The StormShroud ACP was developed to meet an Urgent Capability Requirement raised by the RAF for a stand-in jammer. (Leonardo)

Taking heed of lessons from the conflict in Ukraine, NATO’s broad effort to recapitalise its suppression of enemy air defence (SEAD) capability is moving towards the accelerated introduction of stand-in jamming as part of a high/low capability mix.
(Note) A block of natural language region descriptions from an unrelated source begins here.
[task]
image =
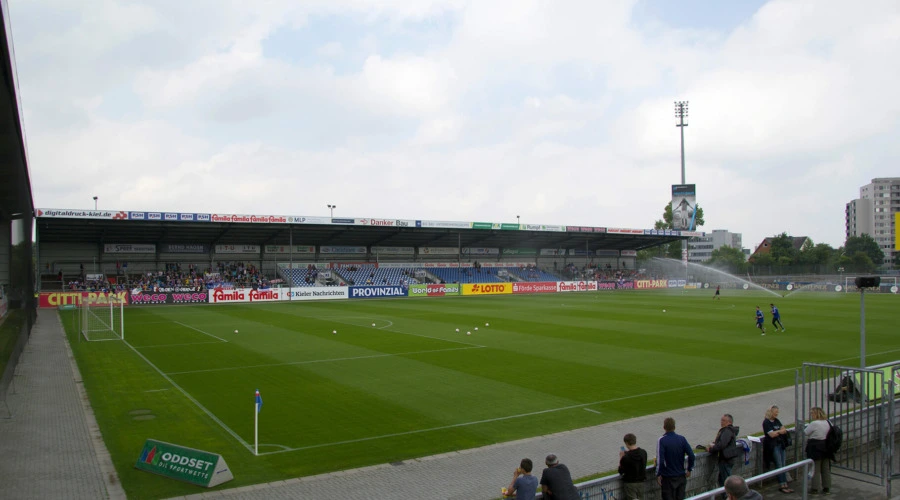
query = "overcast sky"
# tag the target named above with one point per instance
(560, 112)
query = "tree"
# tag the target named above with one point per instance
(673, 250)
(866, 244)
(728, 259)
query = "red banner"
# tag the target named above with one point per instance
(534, 287)
(644, 284)
(56, 299)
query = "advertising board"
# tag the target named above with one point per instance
(487, 289)
(96, 299)
(535, 287)
(376, 292)
(318, 293)
(433, 290)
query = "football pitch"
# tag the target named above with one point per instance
(397, 381)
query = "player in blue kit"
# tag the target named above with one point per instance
(760, 320)
(776, 318)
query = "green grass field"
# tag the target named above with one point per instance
(412, 386)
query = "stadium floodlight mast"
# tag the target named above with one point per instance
(681, 108)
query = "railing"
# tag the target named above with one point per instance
(804, 492)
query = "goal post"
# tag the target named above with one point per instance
(102, 318)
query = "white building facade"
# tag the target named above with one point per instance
(873, 214)
(700, 248)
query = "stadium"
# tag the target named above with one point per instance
(177, 354)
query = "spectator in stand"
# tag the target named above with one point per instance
(523, 484)
(556, 481)
(633, 468)
(774, 444)
(670, 472)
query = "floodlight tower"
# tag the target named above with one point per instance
(681, 108)
(681, 116)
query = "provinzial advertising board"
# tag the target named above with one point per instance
(318, 293)
(535, 287)
(487, 289)
(98, 299)
(433, 290)
(184, 464)
(376, 292)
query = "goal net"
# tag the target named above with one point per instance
(102, 318)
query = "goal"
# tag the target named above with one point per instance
(102, 318)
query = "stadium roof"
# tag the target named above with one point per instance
(111, 227)
(15, 185)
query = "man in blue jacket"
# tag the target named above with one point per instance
(670, 451)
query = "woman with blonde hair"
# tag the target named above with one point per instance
(775, 441)
(816, 431)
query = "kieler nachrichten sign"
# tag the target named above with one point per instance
(186, 464)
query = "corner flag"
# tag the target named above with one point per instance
(258, 405)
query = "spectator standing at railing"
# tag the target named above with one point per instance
(556, 481)
(633, 468)
(725, 439)
(816, 431)
(670, 452)
(736, 489)
(523, 485)
(775, 441)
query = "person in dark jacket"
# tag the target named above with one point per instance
(556, 481)
(725, 439)
(633, 468)
(670, 452)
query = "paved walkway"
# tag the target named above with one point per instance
(51, 446)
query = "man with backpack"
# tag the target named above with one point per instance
(725, 446)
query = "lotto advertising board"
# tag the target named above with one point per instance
(433, 290)
(534, 287)
(487, 289)
(241, 295)
(160, 298)
(97, 299)
(577, 286)
(376, 292)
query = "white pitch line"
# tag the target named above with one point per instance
(175, 345)
(199, 330)
(190, 398)
(329, 360)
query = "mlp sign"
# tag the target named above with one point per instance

Electronic warfare (EW) practitioners and defence scientific staff speaking at the AOC Europe 2025 conference in Rome in early May affirmed the importance attached to deploying diverse stand-in effects alongside more traditional means of airborne electronic attack (AEA). They also revealed that the NATO Air Force Armaments Group (NAFAG) has directed work to develop a Capability Code to guide acquisition efforts across the alliance.

Rebalancing SEAD

SEAD – a shorthand that describes the methods and means to disrupt, degrade, or destroy the effective functioning of an adversary integrated air-defence system (IADS) – is recognised as fundamental to the success of any air campaign. It enables freedom of action in contested airspace, substantially improves the survivability of friendly air assets, and maximises the probability of prosecuting a successful attack against opposing forces. Suppression can be achieved in one of two ways: non-kinetic SEAD employs forms of electronic attack (EA) to jam surveillance and fire-control radars and disrupt communications nets to create a safe ‘window’ inside the missile engagement zone (MEZ); kinetic SEAD refers to the use of anti-radiation missiles and/or precision-strike weapons to destroy radar sites, surface-to-air missile batteries, and command-and-control nodes.